11. Bake for around 35-45 minutes at 180C until the top is turning golden and feels firm to touch.

12. Remove from the oven and allow to cool slightly before trying to remove from the tin (I leave until set and room temperature).


Great British Life: Chocolate and cobnut torteChocolate and cobnut torte (Image: Julie Friend)

Chocolate and cobnut torte recipe

While not from the historical archives this delicious cake does use an ingredient very much associated with Kent: the cobnut. I’d like to think that one day this will be as famous as Gypsy Tart - it deserves to be!

Serves 10-12, gluten free (cut thin slices as it is very rich)

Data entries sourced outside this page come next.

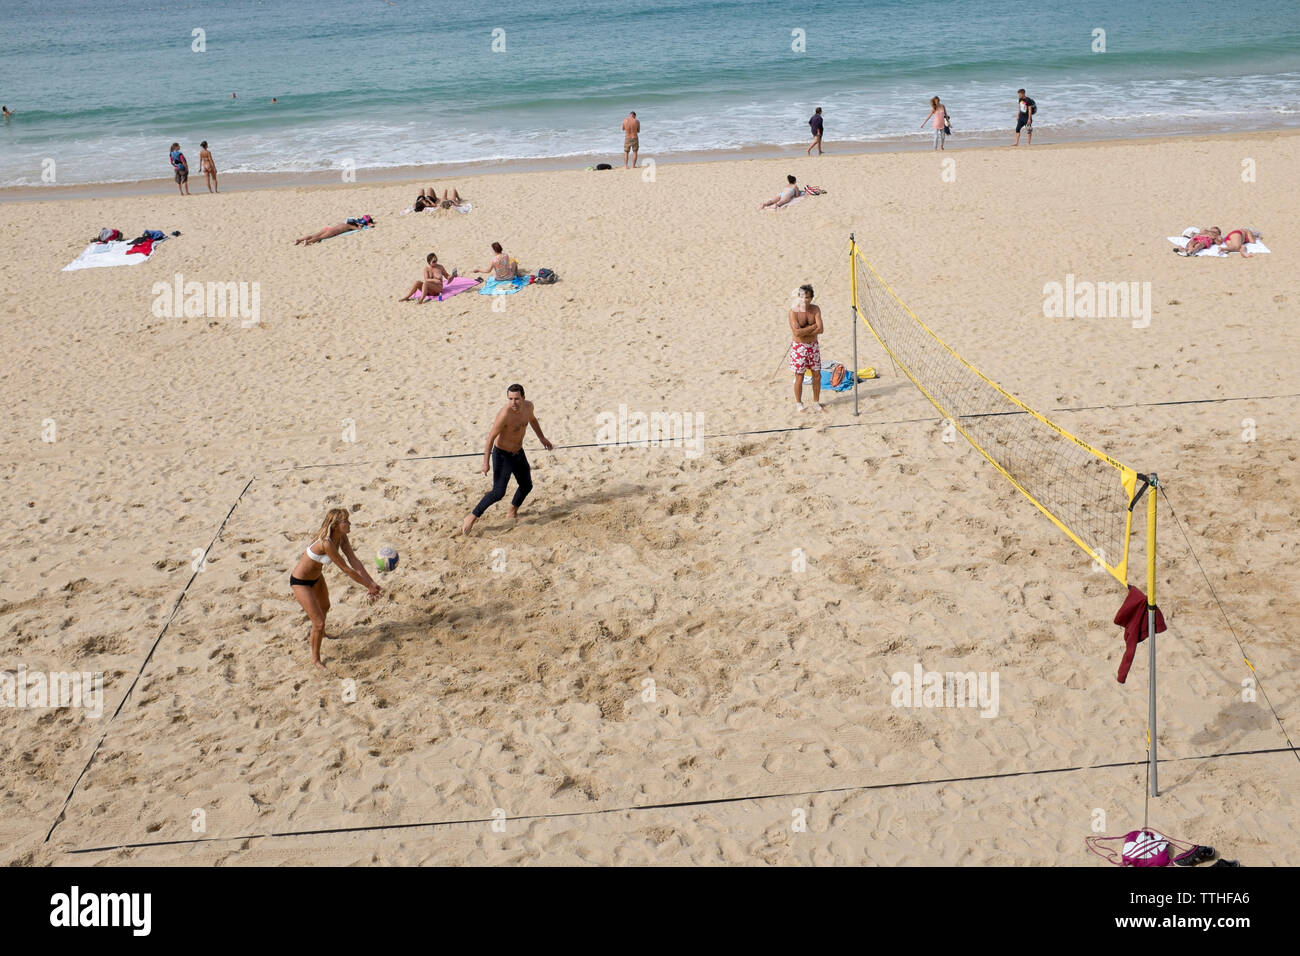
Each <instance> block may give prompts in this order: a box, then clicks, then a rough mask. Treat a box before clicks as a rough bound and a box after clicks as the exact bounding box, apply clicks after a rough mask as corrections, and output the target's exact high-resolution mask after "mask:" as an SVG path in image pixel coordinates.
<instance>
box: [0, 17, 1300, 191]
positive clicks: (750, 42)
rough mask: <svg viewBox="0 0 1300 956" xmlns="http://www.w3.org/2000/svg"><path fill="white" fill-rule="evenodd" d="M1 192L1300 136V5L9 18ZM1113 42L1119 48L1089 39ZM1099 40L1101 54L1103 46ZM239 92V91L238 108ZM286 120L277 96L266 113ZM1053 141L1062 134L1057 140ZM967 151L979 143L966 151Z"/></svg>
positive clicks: (46, 17)
mask: <svg viewBox="0 0 1300 956" xmlns="http://www.w3.org/2000/svg"><path fill="white" fill-rule="evenodd" d="M0 10H3V33H0V103H3V104H5V105H8V107H9V108H10V109H12V111H14V117H13V118H12V120H10V121H8V122H5V124H4V125H3V126H0V186H17V185H40V182H42V169H43V165H42V164H43V161H44V160H47V159H53V160H55V161H56V169H57V181H59V182H60V183H78V182H112V181H134V179H144V178H159V177H166V176H169V173H170V169H169V166H168V163H166V147H168V144H169V143H172V142H173V140H179V142H181V144H182V148H183V150H185V152H186V155H187V156H188V159H190V163H191V166H192V168H194V169H195V170H196V169H198V152H199V140H200V139H207V140H208V142H209V143H211V147H212V150H213V153H214V156H216V159H217V163H218V168H220V169H221V170H222V172H268V173H274V172H308V170H321V169H331V168H338V166H339V165H341V164H343V163H351V164H354V165H355V166H356V168H357V169H367V168H385V166H404V165H420V164H433V163H458V164H464V163H482V161H491V160H537V159H542V157H547V159H554V157H571V159H572V160H573V163H575V165H585V164H588V163H595V161H601V160H612V159H614V157H615V155H616V153H619V152H620V150H621V134H620V131H619V122H620V121H621V120H623V117H624V116H625V114H627V112H628V111H629V109H636V111H637V113H638V116H640V117H641V120H642V125H643V131H642V152H643V155H649V156H662V155H669V153H673V152H680V151H688V150H708V151H725V150H738V148H745V147H766V146H777V144H790V143H800V142H806V139H807V124H806V121H807V117H809V114H811V112H813V109H814V107H818V105H820V107H823V109H824V113H826V129H827V131H826V139H827V143H828V144H829V143H846V142H848V143H853V144H857V146H858V147H859V148H865V147H870V146H872V144H883V143H900V144H902V146H913V144H915V146H928V137H927V133H924V131H922V130H920V129H919V126H920V122H922V120H923V118H924V117H926V113H927V112H928V99H930V96H932V95H936V94H937V95H940V96H943V98H944V101H945V104H946V105H948V108H949V112H950V113H952V116H953V126H954V130H956V133H957V134H958V135H963V134H966V135H971V137H979V135H982V134H995V133H996V134H1001V133H1009V130H1010V129H1011V127H1013V126H1014V117H1015V90H1017V88H1018V87H1021V86H1023V87H1026V88H1027V90H1028V91H1030V95H1031V96H1034V99H1035V100H1036V101H1037V104H1039V114H1037V117H1036V125H1037V127H1039V139H1040V140H1043V139H1044V138H1045V137H1048V135H1052V134H1056V135H1057V137H1069V138H1092V139H1102V138H1117V137H1131V135H1149V134H1166V133H1180V131H1231V130H1257V129H1281V127H1291V126H1297V125H1300V16H1297V12H1300V3H1296V0H1253V1H1252V3H1238V4H1226V3H1219V1H1218V0H1183V1H1182V3H1153V1H1151V0H1127V1H1115V0H1078V1H1075V3H1056V1H1053V0H1047V1H1043V3H1030V1H1027V0H1005V1H1002V3H988V1H980V0H970V1H967V0H862V1H861V3H848V1H839V3H837V1H833V0H811V1H810V3H777V1H774V0H745V1H736V0H693V1H689V3H681V1H677V0H604V1H603V3H599V4H594V3H588V1H584V0H552V1H546V0H541V1H539V3H515V1H507V3H494V4H464V3H450V1H448V0H208V1H205V3H198V1H191V0H178V1H174V3H160V1H159V0H113V1H112V3H101V1H94V0H78V1H77V3H72V1H70V0H4V3H3V4H0ZM1097 31H1104V34H1101V33H1097ZM1102 42H1104V49H1101V48H1100V47H1101V44H1102ZM231 94H235V98H234V99H233V98H231ZM273 96H274V98H276V100H277V103H276V104H274V105H273V104H272V103H270V99H272V98H273ZM1049 131H1050V133H1049ZM953 144H954V146H959V144H961V139H957V140H954V143H953Z"/></svg>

Grease and line a 23cm loose bottomed tin

• 200g salted butter

• 200g caster sugar

• 200g dark chocolate (70% cocoa solids is ideal)

• 100g ground almonds

• 100g toasted cobnuts, ground (best if not ground as fine as the almonds to add texture)

• 5 large eggs, separated

• Pinch of salt

1. Melt the chocolate and butter together either in a heatproof bowl over a pan of boiling water or in a microwave. If using the microwave, use 30 seconds bursts and stir in between, so as not to burn the chocolate.

2. Add the ground nuts to the chocolate mix and allow to cool slightly.

3. Beat the sugar and yolks together until pale.

4. In a super clean, dry bowl (or with a stand/hand mixer) add the pinch of salt to the egg whites and beat until stiff peak.

5. Add the yolk/sugar mix to the chocolate and nuts.

6. Take one spoon of the beaten egg whites and fold through the above mix to slightly loosen.

7. Continue to add the remaining egg whites using gentle folding movements so the air is not knocked out, but the whites are fully incorporated and not visible.

8. Pour into the lined tin and bake in the centre of a pre-heated oven at 180C for approximately 40 minutes or until the centre has puffed up and does not dent when touched.

9. Allow to cool in the tin before turning out.

10. Serve with cream or ice cream and maybe a few more toasted cobnuts.